Number Battle, released in Japan as is a puzzle video game developed by Mitchell Corporation for the Nintendo DS handheld video game console. By the end of 2007, Sujin Taisen sold 21,996 copies.

The game was later released at the Nintendo DSi's DSiWare digital distribution service on January 28, 2009 under the title Chotto Sujin Taisen (ちょっと数陣タイセン, Chotto Sūjin Taisen).

==Gameplay==
Sujin Taisen plays similarly to a game of dominoes, and is controlled with the Nintendo DS' touchscreen. In each round, the player places a tile on the game board which ranges from 1.5, also featuring paths on them. The object of the game is to place the tiles on the board so that the paths join and the numbers create sequences, which are called "hands". A path on a tile can either be one-way, meaning it emerges from the center number at one side of the piece; two-way, meaning it runs through the tile, either straight through or turning in the middle; three-way, in the shape of a "T"; or four-way, in the shape of a cross. There are four kinds of hands the player can make, two for number sequences and two for path sequences. The number sequences include Sequence Join, which is done by joining the paths of adjacent pieces so that the numbers run in order, and Same Number Join, which is done by joining the path of adjacent numbers with the same number. The path sequences include Enclosure Join, which is done by joining the path of adjacent pieces to create a loop, and Complete Join, which is done by joining paths so that both ends are ended with a one-way path. Sujin Taisen featured online play through the Nintendo Wi-Fi Connection between two and four players, as well as a Vs. Computer mode.

Advanced play strategy revolves around laying the tiles in clever ways so as to score multiple hands with a tile, as well as blocking the opponent from doing the same with items and one's own tiles.

==Development==
Sujin Taisen was released on June 7, 2007 for the Nintendo DS. It was developed by Mitchell and published by Nintendo. A DSiWare version of it was re-released as Sujin Taisen Number Battles for the Nintendo DSi's DSiWare on January 28, 2009. It retains the Story, Puzzle and Online Multi-player (Nintendo Wi-Fi Connection) modes found in the Nintendo DS release, but loses the Local Multi-Player and DS Download Play modes. The DSiWare version was later released in Europe and North America.

==Reception==
Sujin Taisen was the 471st best-selling video game of 2007, selling 21,996 copies. Four reviewers for Famitsu gave Sujin Taisen straight 7s, for a total score of 28/40.

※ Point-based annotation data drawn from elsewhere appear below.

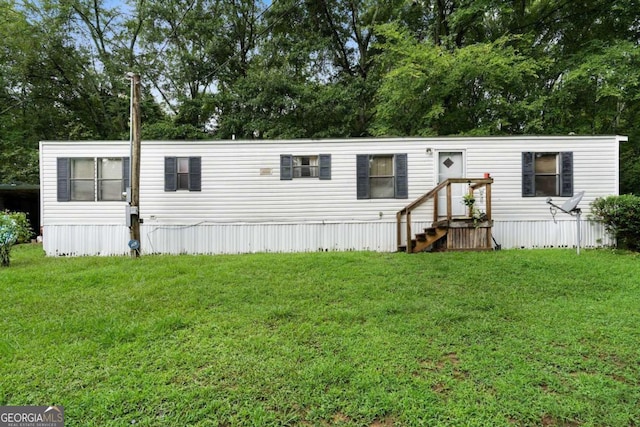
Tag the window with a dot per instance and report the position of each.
(314, 166)
(547, 174)
(89, 179)
(182, 173)
(81, 181)
(305, 166)
(382, 176)
(110, 182)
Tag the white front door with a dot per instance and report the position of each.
(451, 165)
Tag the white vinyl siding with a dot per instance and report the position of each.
(244, 206)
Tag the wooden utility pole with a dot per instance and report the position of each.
(135, 166)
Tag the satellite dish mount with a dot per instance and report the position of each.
(569, 207)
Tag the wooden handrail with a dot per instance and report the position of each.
(474, 184)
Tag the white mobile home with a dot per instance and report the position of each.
(214, 197)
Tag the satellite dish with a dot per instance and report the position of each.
(570, 207)
(572, 203)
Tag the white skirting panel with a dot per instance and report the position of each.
(227, 238)
(79, 240)
(212, 238)
(547, 234)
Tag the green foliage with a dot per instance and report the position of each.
(8, 236)
(526, 338)
(23, 229)
(621, 217)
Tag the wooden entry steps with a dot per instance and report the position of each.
(460, 234)
(450, 233)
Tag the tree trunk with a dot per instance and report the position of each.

In their second set of impressions for the DSiWare games, IGN commented that while the gameplay was difficult at first, after they learned the ins and outs of it by trial and error, they found it fun and addictive. They also praised it for its visuals and sound. IGN called the DSiWare version another great "mini" version of a Nintendo DS game, commenting that they came into this title totally fresh, not knowing the game at all, how to navigate the menus, how to play the game at all, or a lick of Japanese. Despite this, they said that they would recommend even non-Japanese players to download this game. IGN also commented that players should buy the game if they can get over suffering through some menus and an all-Japanese tutorial, adding that it is a great download for its price.

==Legacy==
The old master character, Hsien, would be featured as one of the spirits in Super Smash Bros. Ultimate.